FAYETTEVILLE — Arkansas has pushed the pace to its liking this season. The Razorbacks have been much better at making shots as well and both factors have made a noticeable difference on the scoreboard.
Arkansas has topped the 75-point mark in each game and is coming off a 111-point effort against Southeastern Louisiana. The Razorbacks have scored in the post, from the perimeter, in transition and off turnovers. The versatility has led them to top the Southeastern Conference and rank 12th in the NCAA in scoring (88.6 points).
So it’s understandable that guard Ky Madden and the rest of the Razorbacks remain confident they’ll do it once again today, when Arkansas (5-2) plays Clemson (7-1) in Bud Walton Arena at 1 p.m. It doesn’t matter that the Tigers have been the NCAA’s best defensive team so far this season, allowing just 51 points a game.
“Just do what we’ve been doing,” Madden said Thursday when asked about the challenge. “Pushing the ball, making the fast. If we do what we do and get our tempo, then we’re going to have a pretty good game and a pretty high-scoring game.”
Madden and the Razorbacks will get their chance to prove it against the Tigers, who will become just the second Atlantic Coast Conference program to play in Bud Walton Arena. Wake Forest was the first in 2001-2002, beating the Razorbacks 76-71 in former coach Nolan Richardson’s final season with the program.
Clemson arrives with a team that has been successful at slowing the pace, protecting the basketball and playing strong half-court defense. The Tigers are second in the NCAA in opponent field goal percentage (34.1), third in 3-point field goal defense (21.2 percent) and sixth in blocked shots (8 a game).
The Tigers have held seven of their eight opponents below 60 points this season and is 7-0 in those. Massachusetts, the only team to beat Clemson so far, scored 62.

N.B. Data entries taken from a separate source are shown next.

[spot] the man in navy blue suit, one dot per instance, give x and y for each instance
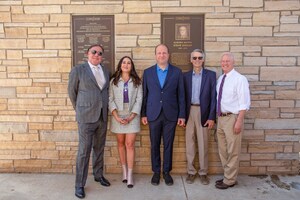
(163, 107)
(200, 98)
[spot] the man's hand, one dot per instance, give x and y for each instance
(181, 122)
(144, 120)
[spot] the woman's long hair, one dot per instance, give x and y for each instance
(133, 75)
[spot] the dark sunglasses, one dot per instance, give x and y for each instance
(199, 58)
(98, 52)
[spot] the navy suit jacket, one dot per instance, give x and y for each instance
(207, 94)
(169, 99)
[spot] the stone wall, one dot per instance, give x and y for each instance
(38, 132)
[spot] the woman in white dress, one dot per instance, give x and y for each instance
(125, 101)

“They really do a good job of packing it in there and making your shoot difficult shots,” Anderson said. “Whether they’re in a man defense or a zone, they make you take difficult shots. And they want it to be a possession game.
“So how do you keep the score down? You slow down the number of possessions. That’s how you do it. That’s what they do. But they’re capable of scoring as well.”
Clemson is led by junior K.J. McDaniels, who is averaging 17.1 points a game. The 6-foot-6 guard reminds Anderson of Arkansas guard Michael Qualls because of his athleticism and ability to make an impact on both ends of the floor.
McDaniels has topped the 20-point mark in five games this season, including a career-high 22 in a win against Coastal Carolina. He’s also averaging a team-high 3 blocks a game, The Birmingham, Ala., native played high school basketball with Arkansas forward Jacorey Williams. Anderson also has known him for years.
“He’s going to be a big challenge because he’s an energy guy,” Anderson said. “He scores a lot of different ways. He’s going to get two or three dunks just hanging around the basket or running the floor. He’s putting the ball on the floor as well.”
Anderson said McDaniels, Clemson’s experienced backcourt, or the Tigers’ defense won’t change Arkansas’ objective today.
“Harassment,” Anderson said. “Don’t let them get comfortable in what they want to do. We’ve got to rebound the basketball, because they’re a very good rebounding team. We’ve got to attack the glass, and we’ve got to get to their bench.”
Madden also said Arkansas’ defense will be key to breaking through Clemson’s difficult defense.
“Just giving them pressure,” Madden said. “That starts turnovers and tough shots. Shots they don’t normally make. We get those rebounds and we push them.”
Arkansas has won 18 straight in Bud Walton Arena entering today’s game, which is the first between the programs since the Razorbacks beat Clemson 62-60 during the 1961-62 season. The Razorbacks also have won 38 straight home games against unranked nonconference opponents dating back to 2009.
Both of those streaks are on the line against Clemson, which has been successful in suffocating opponents so far this season. But Anderson said his team carries plenty of confidence into its next test after a solid showing in Maui and Tuesday’s easy win.
“The last game against Southeastern Louisiana was probably one of our better games from start to finish,” Anderson said. “Playing as many guys as we did and to sustain the continuity, that was important. It just shows me that our guys are attentive and they’re trying to do the things we ask them to do. So this will give us an another opportunity to go out and play against a very good basketball team.”